What clues can you pick up about effective navigation and labels?
Are employees able to get from here to there? In a recent Web team meeting, evaluating a site-wide menu, I pointed out that generic terms rather than "brand names" were more effective for site navigation. Without any hard evidence to back up my claim, the meeting moved on. After the meeting I had an "ah-ha" moment. Let's look at how many people actually selected this area from the home page based on the brand-name label rather than the generic term. A quick glance at the log file revealed in the last 2 days, 200 accesses resulted from the brand-name label, while 1,000 accesses were recorded for a less prominent link with a generic label.

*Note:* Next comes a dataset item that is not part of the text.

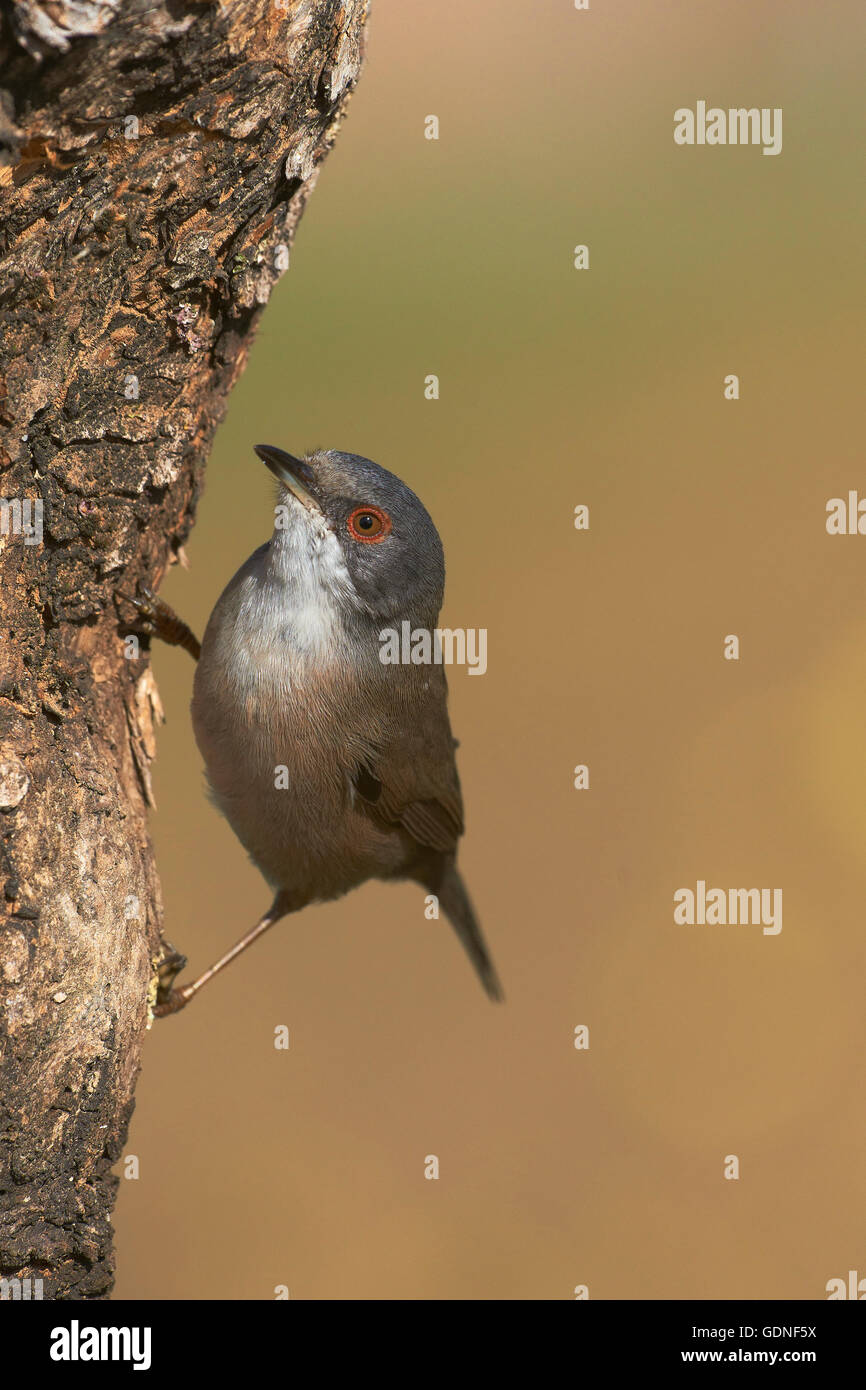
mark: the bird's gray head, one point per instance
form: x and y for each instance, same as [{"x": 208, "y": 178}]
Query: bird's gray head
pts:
[{"x": 362, "y": 531}]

Daily Statistics for June 2003
We could have also looked at search log data to see which keywords related to this area. Obviously the "scent" of the first brand-name term is not nearly as strong as the everyday language of users, and logs provide some evidence towards supporting this hypothesis. Does this mean we should eliminate the brand-name label? Not necessarily, as redundancy can be a very effective strategy. However, only having that brand-name label could be detrimental. If the Web design team is short of real estate for menu options, which of these two labels would you throw off the boat first?
What about entry pages?
Not everyone starts on the home page. Knowing where users typically start can help you identify key places to add news and announcements to the site to ensure that they reach the broadest range of users.
What's hot and what's not?
Log analysis can tell you what pages are popular and show trends over time. Care must be taken not to leap from popular (frequently accessed) to an automatic assumption that the page or area is useful. In fact, 404 errors may be the most popular pages on a site filled with link rot-and we all know how satisfying it is to see one of those.
The trouble with user demand is that we can't know for certain the impact of use-what are the outcome measures? For example, if usage soars in an academic library for a full-text library database, is the quality of papers better? Or are students simply selecting the wrong database for their topic and hunting and pecking through low-relevant result sets? Log analysis can point out some areas that stick out-less usage than expected or far more use. Other testing and evaluation methods are needed to discern whether the area is meeting user needs.
When does content get used?
Do you wonder if anyone ever notices or uses the weekly cafeteria menu or news headlines? Should the Web team keep producing this type of content? Take a look at the server reports and see not only the number of views, but also the time of day for them. Does traffic surge on the day that the new issue of the newsletter is posted? Check reports for a few weeks and see if traffic peaks on those days for that page. This is learned behavior-users who value this information come back repeatedly to access it.
What Web browsers do you need to support?
In some organizations, you can be reasonably confident that you know what browsers employees are using to surf the intranet. In other free-flowing intranet cultures, server log reports can be the best method of determining what types of computers and Web browsers are being used by significant numbers of employees. This information helps with formulating cross browser compatibility requirements for the intranet.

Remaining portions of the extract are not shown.